而且這麼多蝦,敬縣一時半會是銷不掉的,且多了的話必會壓價。而且如今的人雖然蝦比肉價便宜,可百姓們還是更願意買上半斤肉而不願買一斤蝦吃的。這蝦還算是大戶人家飯桌供應之物。
傅紫萱一邊往大小玉莊看佃戶們和自家下人們撈蝦,一邊琢磨如何才能把蝦賣出更高的價格。
若是不能把蝦賣出更高的價格,看來還是養魚養泥鰍養田螺划算。
那魚尋常人家不管自己吃還是待客還是送禮,都喜歡桌上有魚,意頭好嘛。就是那頭一回上門來拜訪的女婿,岳家也是會在飯桌上擺兩條魚的,頭和尾放在一起,希望自家女兒和女婿日子和美,年年有餘,又寓意有頭有尾,順當和樂地過完一輩子。
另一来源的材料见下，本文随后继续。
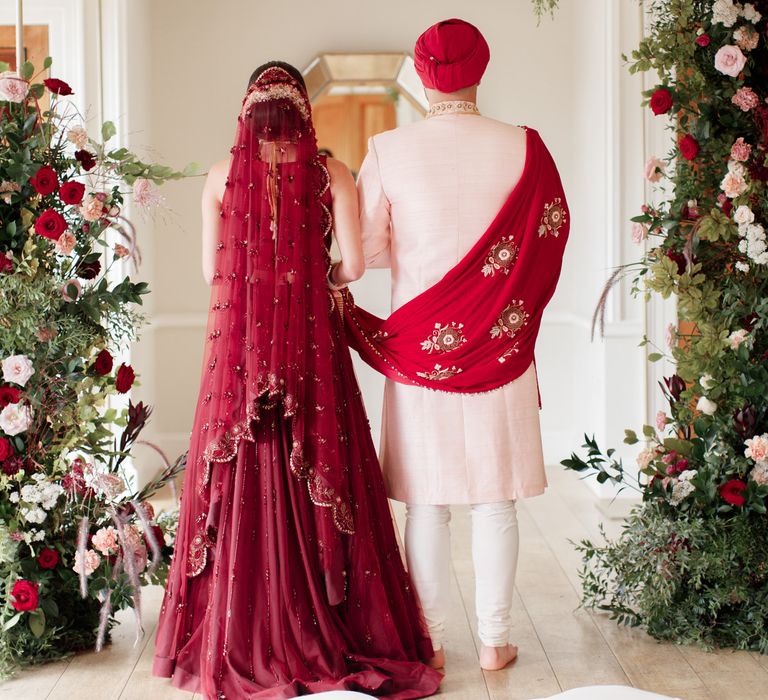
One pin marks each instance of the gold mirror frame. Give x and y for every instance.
(391, 70)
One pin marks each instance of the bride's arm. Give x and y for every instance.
(213, 192)
(346, 224)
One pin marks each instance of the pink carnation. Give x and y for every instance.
(757, 448)
(741, 150)
(105, 540)
(729, 60)
(745, 99)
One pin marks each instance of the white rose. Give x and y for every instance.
(743, 215)
(706, 406)
(12, 87)
(15, 418)
(750, 13)
(707, 382)
(17, 369)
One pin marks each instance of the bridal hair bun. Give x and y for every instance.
(451, 55)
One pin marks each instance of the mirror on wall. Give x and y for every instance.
(357, 95)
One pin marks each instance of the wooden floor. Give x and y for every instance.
(561, 647)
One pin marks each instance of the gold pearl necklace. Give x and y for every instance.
(453, 107)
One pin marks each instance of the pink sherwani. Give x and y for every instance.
(428, 191)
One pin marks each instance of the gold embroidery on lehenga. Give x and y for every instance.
(553, 218)
(444, 338)
(501, 257)
(511, 320)
(439, 373)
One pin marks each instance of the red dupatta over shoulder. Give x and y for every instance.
(475, 330)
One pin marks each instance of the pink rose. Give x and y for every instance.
(745, 99)
(15, 418)
(741, 151)
(757, 448)
(12, 87)
(105, 540)
(17, 369)
(734, 184)
(92, 561)
(66, 243)
(639, 233)
(92, 208)
(654, 169)
(71, 289)
(729, 60)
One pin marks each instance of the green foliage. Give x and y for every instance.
(691, 563)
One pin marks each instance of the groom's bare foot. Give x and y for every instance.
(438, 660)
(496, 658)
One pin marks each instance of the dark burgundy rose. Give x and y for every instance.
(125, 378)
(102, 365)
(88, 271)
(678, 258)
(9, 394)
(661, 101)
(13, 465)
(675, 386)
(45, 181)
(5, 449)
(24, 595)
(48, 558)
(50, 224)
(71, 192)
(86, 160)
(689, 147)
(732, 492)
(58, 87)
(744, 421)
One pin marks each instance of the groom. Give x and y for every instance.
(428, 192)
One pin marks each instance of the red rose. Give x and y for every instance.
(24, 595)
(71, 192)
(6, 262)
(45, 180)
(689, 147)
(86, 160)
(48, 558)
(102, 365)
(125, 378)
(57, 87)
(661, 101)
(9, 394)
(50, 224)
(157, 531)
(88, 271)
(731, 491)
(5, 449)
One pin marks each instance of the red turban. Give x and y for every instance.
(451, 55)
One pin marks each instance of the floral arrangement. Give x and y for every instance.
(76, 540)
(691, 564)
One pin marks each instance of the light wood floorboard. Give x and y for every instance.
(561, 645)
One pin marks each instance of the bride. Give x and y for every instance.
(287, 577)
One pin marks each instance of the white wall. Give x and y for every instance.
(188, 64)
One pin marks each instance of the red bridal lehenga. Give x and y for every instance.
(287, 578)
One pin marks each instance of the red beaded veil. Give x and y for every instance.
(270, 328)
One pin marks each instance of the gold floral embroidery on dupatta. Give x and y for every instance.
(501, 257)
(439, 373)
(445, 338)
(553, 218)
(511, 320)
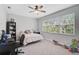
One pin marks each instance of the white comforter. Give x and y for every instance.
(32, 37)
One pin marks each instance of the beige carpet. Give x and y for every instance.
(44, 48)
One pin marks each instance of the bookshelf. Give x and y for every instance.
(11, 29)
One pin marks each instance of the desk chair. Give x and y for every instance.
(20, 44)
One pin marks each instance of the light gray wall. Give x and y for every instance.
(60, 37)
(23, 23)
(2, 18)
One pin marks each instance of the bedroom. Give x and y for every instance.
(29, 21)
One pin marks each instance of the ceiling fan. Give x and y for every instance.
(37, 9)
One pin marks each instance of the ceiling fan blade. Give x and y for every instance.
(31, 11)
(42, 11)
(30, 7)
(41, 6)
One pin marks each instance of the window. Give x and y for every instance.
(62, 25)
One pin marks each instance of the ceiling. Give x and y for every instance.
(23, 10)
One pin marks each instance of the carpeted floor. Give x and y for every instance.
(44, 48)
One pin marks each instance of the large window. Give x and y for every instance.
(63, 25)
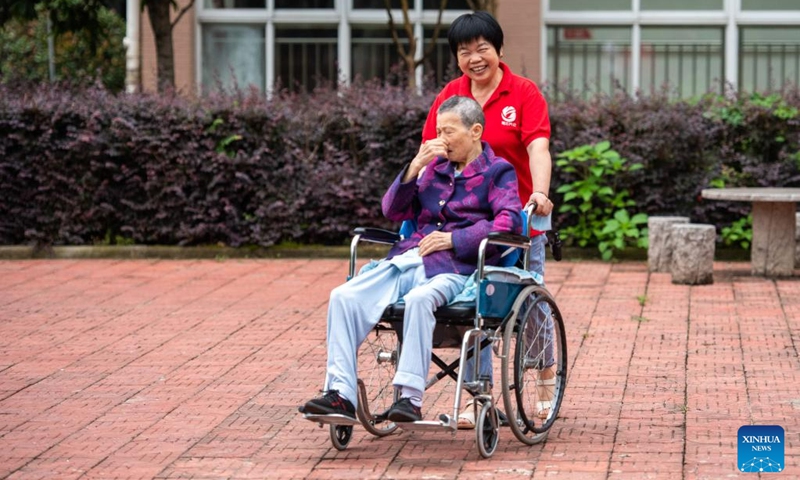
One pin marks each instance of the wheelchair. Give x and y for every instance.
(512, 312)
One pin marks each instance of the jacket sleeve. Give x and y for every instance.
(506, 207)
(399, 202)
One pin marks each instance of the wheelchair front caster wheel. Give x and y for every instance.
(487, 429)
(341, 435)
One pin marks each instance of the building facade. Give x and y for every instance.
(689, 47)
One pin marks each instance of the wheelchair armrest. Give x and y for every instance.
(377, 235)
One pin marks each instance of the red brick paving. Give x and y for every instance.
(194, 369)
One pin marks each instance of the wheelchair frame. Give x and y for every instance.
(487, 415)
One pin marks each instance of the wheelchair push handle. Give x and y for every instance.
(553, 236)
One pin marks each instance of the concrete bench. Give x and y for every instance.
(773, 251)
(692, 260)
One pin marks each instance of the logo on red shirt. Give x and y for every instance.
(509, 116)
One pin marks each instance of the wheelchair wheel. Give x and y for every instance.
(341, 435)
(534, 365)
(487, 429)
(377, 362)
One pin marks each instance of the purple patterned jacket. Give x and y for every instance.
(483, 199)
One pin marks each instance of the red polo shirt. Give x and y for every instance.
(516, 115)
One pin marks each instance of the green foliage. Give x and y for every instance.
(81, 55)
(739, 233)
(601, 208)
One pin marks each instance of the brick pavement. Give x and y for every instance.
(194, 369)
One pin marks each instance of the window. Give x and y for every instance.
(304, 4)
(588, 59)
(681, 4)
(305, 58)
(770, 5)
(576, 5)
(235, 3)
(769, 58)
(687, 61)
(379, 4)
(451, 5)
(233, 55)
(302, 44)
(440, 67)
(375, 55)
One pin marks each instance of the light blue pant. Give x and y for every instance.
(541, 316)
(356, 307)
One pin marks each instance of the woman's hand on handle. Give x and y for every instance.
(543, 204)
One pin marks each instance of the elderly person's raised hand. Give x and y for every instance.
(428, 152)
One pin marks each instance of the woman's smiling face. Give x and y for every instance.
(478, 60)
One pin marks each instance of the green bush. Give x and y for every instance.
(24, 52)
(597, 202)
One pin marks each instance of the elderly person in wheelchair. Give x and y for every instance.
(458, 191)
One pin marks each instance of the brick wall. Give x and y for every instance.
(183, 49)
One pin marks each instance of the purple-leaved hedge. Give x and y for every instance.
(84, 166)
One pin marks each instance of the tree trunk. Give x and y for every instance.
(158, 11)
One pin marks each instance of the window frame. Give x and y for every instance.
(342, 17)
(731, 17)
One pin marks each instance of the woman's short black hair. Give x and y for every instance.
(471, 26)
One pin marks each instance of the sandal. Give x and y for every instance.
(466, 420)
(544, 389)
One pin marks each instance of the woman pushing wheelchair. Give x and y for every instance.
(458, 192)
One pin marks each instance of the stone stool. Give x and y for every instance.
(692, 253)
(658, 251)
(797, 240)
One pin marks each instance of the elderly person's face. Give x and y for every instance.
(463, 142)
(478, 60)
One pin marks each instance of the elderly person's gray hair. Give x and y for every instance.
(467, 109)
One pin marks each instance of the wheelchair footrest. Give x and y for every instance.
(331, 419)
(444, 423)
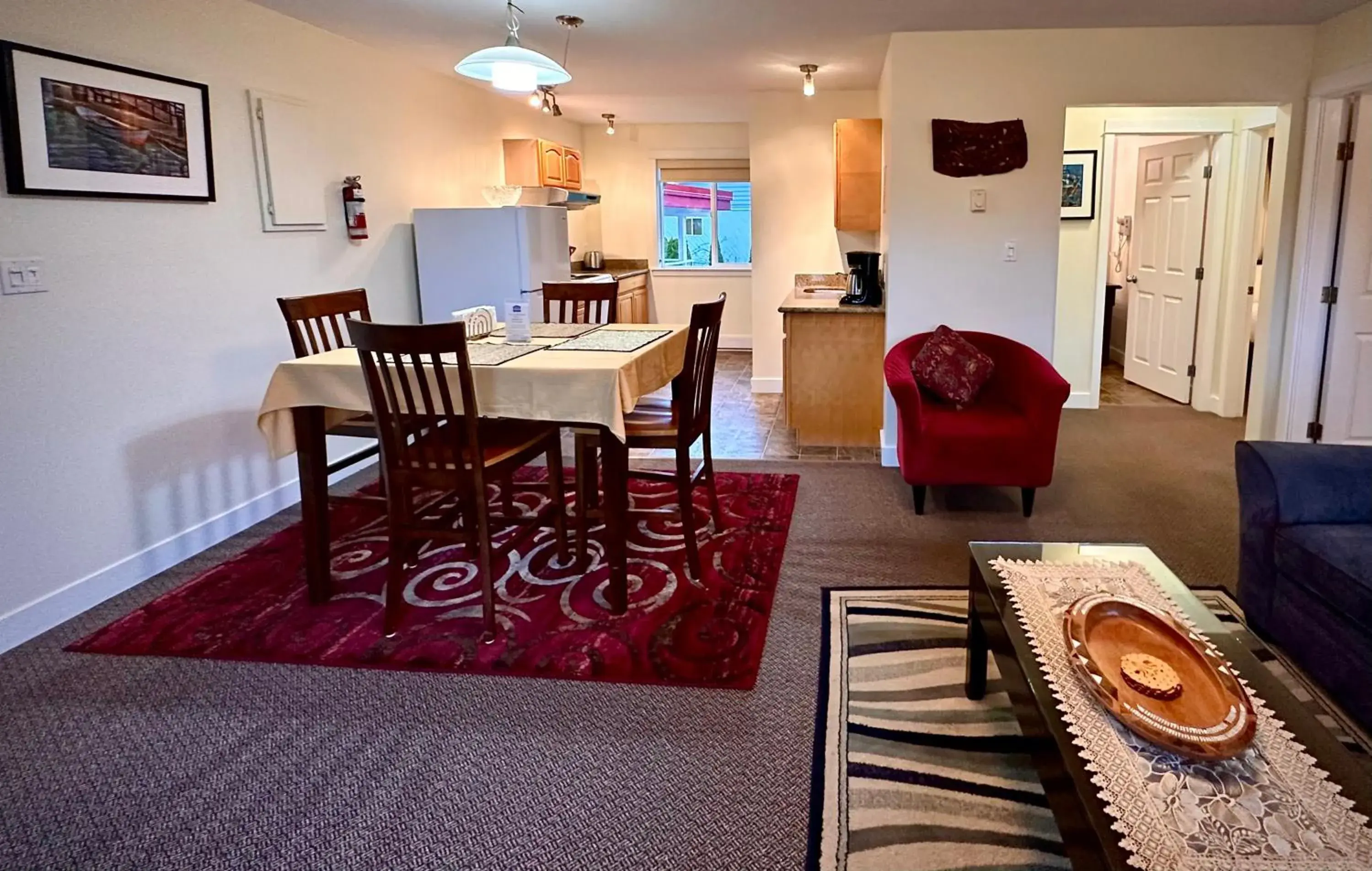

所以這魚還是廣受歡迎的。
先撈了小玉莊的,稱了後,果然一畝在一百五十斤左右。
傅紫萱命人6續以一斤十五文的價格送往鎮上和敬縣集裡賣。一邊又以少兩成的價格送一部分往有間食肆和醉仙樓,又挑了一些最大的和最小的倒在玉園的蝦塘里。
連撈了七天,才把一千多畝水田撈乾淨。
傅紫萱按當初說好的,一畝給一成分了給佃田的農戶。按二兩算,每一畝也能有個二百文,若是佃了十畝的,也能有二兩銀子。佃戶們都很高興,傅紫萱又以每斤五折的價格許他們每家買上一些打牙祭。佃戶更是高興,孩子們也歡騰不已。佃戶們還追問夏種還養不養了?
這一千多畝田,總共收了十幾萬斤的蝦,如今一天才賣五百斤左右。如今兩個重要的節,八月節和年節都還沒到,端午又過了,也賣不上多少。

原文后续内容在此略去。